Bem-vindo, Ponja Nikkei. #ProvamosEAprovamos a cozinha que une Japão e Peru

Quando as arrojadas técnicas japonesas e a exuberância dos temperos peruanos, isso é cozinha nikkei. E é essa a proposta do Ponja Nikkei, que traz para Lisboa um conceito com provas dadas em Madrid e que agora mostra um lado porventura menos conhecido da gastronomia daquele país da América do Sul.

Bem-vindo, Ponja Nikkei. #ProvamosEAprovamos a cozinha que une Japão e Peru

É o diretor do restaurante, Rodrigo Sousa Otto, o guia por esta história que remonta a finais do século XIX, mais concretamente às emigrações nipónicas para o Peru, para trabalhar nas plantações de cana do açúcar a sul de Lima. Os ponjas, como ainda são chamados, rapidamente adotaram as tradições do país que os acolheu, mas sem perder as suas técnicas ancestrais de preparação dos alimentos, ainda que adaptadas às matérias-primas dos trópicos.

Esta história é contada a quem transpõe a porta do Ponja Nikkei, primeiro pela hostess, Teresa Ferraz, e depois pela equipa de sala, que, prato a prato, partilha o conceito da cozinha nikkei. Rodrigo Sousa Otto assegura que há todo um storytelling inerente: “Os clientes têm de sentir a experiência nikkei e o pessoal está capacitado para explicar os detalhes do que está na carta e chega à mesa.” E que tanto pode ser um ceviche com sabor japonês como um temaki com tempero peruano.
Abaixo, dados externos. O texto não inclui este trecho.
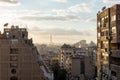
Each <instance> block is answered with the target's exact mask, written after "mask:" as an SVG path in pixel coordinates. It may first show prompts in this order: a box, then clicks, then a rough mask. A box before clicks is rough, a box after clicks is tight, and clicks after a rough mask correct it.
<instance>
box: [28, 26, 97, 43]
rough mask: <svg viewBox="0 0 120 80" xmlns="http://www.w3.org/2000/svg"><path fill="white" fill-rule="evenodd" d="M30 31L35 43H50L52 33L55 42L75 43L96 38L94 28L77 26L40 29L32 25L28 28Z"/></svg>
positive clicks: (54, 42) (57, 42) (38, 27)
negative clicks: (85, 27) (30, 27)
mask: <svg viewBox="0 0 120 80" xmlns="http://www.w3.org/2000/svg"><path fill="white" fill-rule="evenodd" d="M28 32H29V34H30V36H31V37H33V38H34V40H35V43H50V35H52V39H53V40H52V41H53V43H75V42H77V41H80V40H81V39H85V40H87V41H91V40H92V41H95V40H96V35H93V34H92V33H93V30H89V31H87V30H80V29H79V30H78V29H76V28H75V29H74V28H71V29H66V28H65V29H64V28H49V29H40V28H39V27H32V28H29V29H28ZM38 34H40V35H38Z"/></svg>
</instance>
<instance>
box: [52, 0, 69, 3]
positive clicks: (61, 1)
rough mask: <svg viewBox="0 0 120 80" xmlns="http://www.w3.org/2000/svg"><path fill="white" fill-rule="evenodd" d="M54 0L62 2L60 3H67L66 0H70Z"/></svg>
mask: <svg viewBox="0 0 120 80" xmlns="http://www.w3.org/2000/svg"><path fill="white" fill-rule="evenodd" d="M54 1H56V2H60V3H66V2H68V0H54Z"/></svg>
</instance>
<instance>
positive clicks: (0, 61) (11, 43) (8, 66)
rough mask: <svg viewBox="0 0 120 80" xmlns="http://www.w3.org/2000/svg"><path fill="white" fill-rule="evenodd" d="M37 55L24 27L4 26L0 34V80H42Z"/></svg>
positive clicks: (41, 74)
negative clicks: (10, 27) (28, 38)
mask: <svg viewBox="0 0 120 80" xmlns="http://www.w3.org/2000/svg"><path fill="white" fill-rule="evenodd" d="M37 55H38V52H37V49H36V47H35V46H34V44H33V43H32V39H28V32H27V29H26V28H19V27H18V26H11V28H4V32H3V34H0V80H44V79H45V78H44V75H43V72H42V70H41V69H40V66H39V64H38V63H37Z"/></svg>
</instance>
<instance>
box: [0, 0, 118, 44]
mask: <svg viewBox="0 0 120 80" xmlns="http://www.w3.org/2000/svg"><path fill="white" fill-rule="evenodd" d="M114 4H120V0H0V26H1V27H0V29H1V30H2V29H3V27H2V25H3V24H4V23H6V22H8V23H9V25H12V24H14V25H20V26H22V27H26V26H27V28H28V31H29V35H30V37H32V38H33V41H34V43H50V35H52V41H53V43H75V42H78V41H80V40H82V39H85V40H87V41H88V42H89V41H91V40H92V41H94V42H96V14H97V12H98V11H99V10H101V9H102V7H104V6H106V7H110V6H112V5H114Z"/></svg>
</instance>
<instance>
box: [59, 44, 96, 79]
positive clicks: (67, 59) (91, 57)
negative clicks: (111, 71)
mask: <svg viewBox="0 0 120 80" xmlns="http://www.w3.org/2000/svg"><path fill="white" fill-rule="evenodd" d="M86 48H88V47H83V48H76V47H72V46H70V45H68V44H64V45H62V46H61V48H60V51H59V63H60V66H61V68H64V69H66V71H67V73H68V78H69V79H70V80H71V79H79V80H88V79H95V76H96V75H95V74H96V65H95V63H96V61H94V58H95V59H96V56H92V55H94V54H96V53H95V52H93V51H94V48H88V49H86Z"/></svg>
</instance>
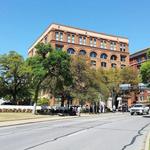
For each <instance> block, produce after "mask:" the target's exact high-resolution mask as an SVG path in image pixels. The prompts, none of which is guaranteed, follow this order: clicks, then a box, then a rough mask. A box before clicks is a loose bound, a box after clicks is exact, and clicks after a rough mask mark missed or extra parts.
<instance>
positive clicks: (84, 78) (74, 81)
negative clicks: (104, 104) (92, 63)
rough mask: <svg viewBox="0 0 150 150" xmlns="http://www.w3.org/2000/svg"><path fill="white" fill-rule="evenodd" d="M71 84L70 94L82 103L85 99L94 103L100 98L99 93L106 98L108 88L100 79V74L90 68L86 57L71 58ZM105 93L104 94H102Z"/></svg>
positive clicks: (107, 91) (92, 69) (98, 72)
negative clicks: (84, 57)
mask: <svg viewBox="0 0 150 150" xmlns="http://www.w3.org/2000/svg"><path fill="white" fill-rule="evenodd" d="M71 69H72V75H73V85H72V88H71V95H72V96H73V97H74V98H75V99H78V100H79V101H80V103H81V104H83V103H84V102H85V101H89V102H91V103H94V102H96V101H99V100H100V95H103V98H106V97H107V96H108V95H107V93H108V90H107V87H106V86H105V84H104V83H103V82H102V80H101V75H100V74H99V72H98V71H96V70H95V69H92V68H91V67H90V65H89V64H88V62H87V61H86V58H83V57H80V56H79V57H76V58H73V60H72V64H71ZM104 93H105V94H104Z"/></svg>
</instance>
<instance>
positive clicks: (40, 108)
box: [0, 105, 41, 110]
mask: <svg viewBox="0 0 150 150" xmlns="http://www.w3.org/2000/svg"><path fill="white" fill-rule="evenodd" d="M0 109H21V110H23V109H33V106H23V105H0ZM36 110H41V106H36Z"/></svg>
A responsável por este cruzamento é a chef Anahí Díaz, argentina de nascimento, mas com um percurso de dez anos no Peru. E que trabalha em articulação com o chef executivo Jeremías Urrutia, do Ponja-mãe, na capital espanhola. Foi lá que abriu portas o primeiro Ponja Nikkei, pelas mãos de César Figari e Constanza Rey, fundadores do grupo Quispe.

A internacionalização aconteceu, em 2023, com Lisboa a ser escolhida pelo facto de – e as palavras são do diretor do restaurante – ser uma cidade trendy com o posicionamento certo para experiências gastronómicas. A equipa é maioritariamente peruana, pois já conhece bem os sabores desta cozinha de miscigenação. Também ele próprio é peruano, embora com família lisboeta, tendo-se mudado há três anos para levar esta abertura a bom porto.
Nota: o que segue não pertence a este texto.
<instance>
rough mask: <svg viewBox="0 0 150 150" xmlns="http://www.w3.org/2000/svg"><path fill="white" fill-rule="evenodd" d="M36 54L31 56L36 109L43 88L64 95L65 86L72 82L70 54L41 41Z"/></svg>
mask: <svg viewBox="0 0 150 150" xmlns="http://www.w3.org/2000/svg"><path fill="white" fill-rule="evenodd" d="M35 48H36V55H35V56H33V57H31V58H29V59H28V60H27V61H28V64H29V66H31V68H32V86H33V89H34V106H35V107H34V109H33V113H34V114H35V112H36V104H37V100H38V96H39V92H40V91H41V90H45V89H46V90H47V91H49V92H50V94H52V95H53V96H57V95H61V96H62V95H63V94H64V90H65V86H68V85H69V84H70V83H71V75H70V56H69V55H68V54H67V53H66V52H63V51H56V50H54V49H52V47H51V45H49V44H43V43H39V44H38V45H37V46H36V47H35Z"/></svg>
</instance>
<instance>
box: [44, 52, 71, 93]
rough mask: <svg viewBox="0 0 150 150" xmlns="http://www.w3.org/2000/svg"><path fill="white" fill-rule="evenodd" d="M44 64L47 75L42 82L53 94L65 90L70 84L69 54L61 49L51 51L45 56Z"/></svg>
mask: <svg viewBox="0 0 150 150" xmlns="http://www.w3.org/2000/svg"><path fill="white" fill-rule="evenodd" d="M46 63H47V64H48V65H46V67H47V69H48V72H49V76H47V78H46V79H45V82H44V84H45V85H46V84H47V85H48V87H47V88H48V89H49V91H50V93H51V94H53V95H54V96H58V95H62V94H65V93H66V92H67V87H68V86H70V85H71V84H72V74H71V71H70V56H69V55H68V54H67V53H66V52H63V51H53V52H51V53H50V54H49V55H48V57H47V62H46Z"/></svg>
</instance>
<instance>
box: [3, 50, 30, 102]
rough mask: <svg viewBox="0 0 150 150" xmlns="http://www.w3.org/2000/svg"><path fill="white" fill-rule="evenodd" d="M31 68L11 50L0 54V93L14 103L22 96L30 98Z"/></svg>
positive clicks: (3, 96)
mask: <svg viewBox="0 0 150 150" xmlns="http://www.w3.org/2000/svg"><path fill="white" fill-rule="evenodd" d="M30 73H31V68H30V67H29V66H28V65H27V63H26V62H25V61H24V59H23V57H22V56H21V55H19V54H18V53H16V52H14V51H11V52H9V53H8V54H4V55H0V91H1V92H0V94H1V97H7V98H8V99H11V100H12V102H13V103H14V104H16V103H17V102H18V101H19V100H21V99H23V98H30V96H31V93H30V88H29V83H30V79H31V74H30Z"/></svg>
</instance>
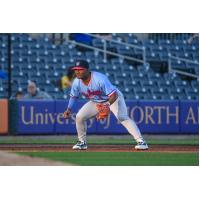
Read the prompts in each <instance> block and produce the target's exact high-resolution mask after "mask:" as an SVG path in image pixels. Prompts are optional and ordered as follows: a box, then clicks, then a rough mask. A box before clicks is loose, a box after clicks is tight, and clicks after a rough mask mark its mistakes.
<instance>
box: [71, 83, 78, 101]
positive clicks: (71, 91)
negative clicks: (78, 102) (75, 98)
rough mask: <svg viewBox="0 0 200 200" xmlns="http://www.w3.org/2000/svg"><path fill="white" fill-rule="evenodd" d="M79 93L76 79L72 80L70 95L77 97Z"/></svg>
mask: <svg viewBox="0 0 200 200" xmlns="http://www.w3.org/2000/svg"><path fill="white" fill-rule="evenodd" d="M79 95H80V92H79V84H78V81H77V80H74V82H73V84H72V87H71V91H70V97H74V98H78V97H79Z"/></svg>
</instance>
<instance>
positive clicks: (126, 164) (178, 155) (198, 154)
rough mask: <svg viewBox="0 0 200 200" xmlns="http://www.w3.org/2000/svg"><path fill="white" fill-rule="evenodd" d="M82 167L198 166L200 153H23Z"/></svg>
mask: <svg viewBox="0 0 200 200" xmlns="http://www.w3.org/2000/svg"><path fill="white" fill-rule="evenodd" d="M19 154H23V155H29V156H33V157H42V158H47V159H49V160H56V161H62V162H69V163H73V164H76V165H81V166H198V165H199V154H198V153H159V152H23V153H19Z"/></svg>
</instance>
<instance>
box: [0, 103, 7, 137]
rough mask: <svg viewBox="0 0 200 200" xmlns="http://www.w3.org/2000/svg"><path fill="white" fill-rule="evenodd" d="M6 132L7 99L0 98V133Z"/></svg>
mask: <svg viewBox="0 0 200 200" xmlns="http://www.w3.org/2000/svg"><path fill="white" fill-rule="evenodd" d="M7 133H8V100H7V99H0V135H1V134H7Z"/></svg>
A localização é o mais central possível, em pleno centro histórico – o Chiado, mais concretamente o Largo Barão Quintela. É que o Ponja Nikkei fica, literalmente, paredes meias com o Montebelo Vista Alegre Lisboa Chiado Hotel. Contudo, Rodrigo Sousa Otto faz questão de esclarecer: “Não somos um restaurante de hotel, somos um restaurante que está dentro do hotel.” Um hotel – diz – com uma estética muito interessante, e que beneficia do prestígio e do “charme especial” da marca Vista Alegre, que, agora, contagia o restaurante.

São as loiças da marca de Ílhavo que acolhem os pratos multiculturais criados por Anahí Diáz, num jogo de cores e formato que torna a experiência gastronómica ainda mais rica. Primeiro, edamame ponja, com a vagem acompanhada de milho e batavaki de tomilho. Apenas um abre apetite, para não se beber a solo o cocktail saído do Pisco Bar e do talento de Julio Gallegos.

Perucho de atum vermelho & ají amaril e niguiri de salmão norueguês flambeado fizeram as honras da mesa, até chegar o cebiche clássico – corvina selvagem, eite de tigre, canchita, milho, texturas de batata doce, cebola roxa e óleo de togarash. Mais um cebiche, este de atum vermelho de almadraba, com leite de tigre, ponzu e algas crocantes.

Seguiram-se gyozas de santola achupetadas, o mesmo é dizer gyozas recheadas com santola e pimenta amarela em molho de frutos do mar e espuma de queijo. E, por último, o lombo salteado nikkei, o que, desconstruindo, corresponde a lombo salteado no wok, com cebola roxa, tomate, cogumelos, ostra e molho de soja, mandioca frita e arroz com milho.

Por último, não, porque não podia faltar uma sobremesa: suspiro limenho de cherimómia, ou seja, merengue de anona, gergelim crocante e frutos vermelhos.

 

No final, fica no paladar e na memória uma viagem por dois países, de continentes bem distintos, e que encontraram pontes na gastronomia, criando uma cozinha própria e única. Que agora se pode provar em Lisboa.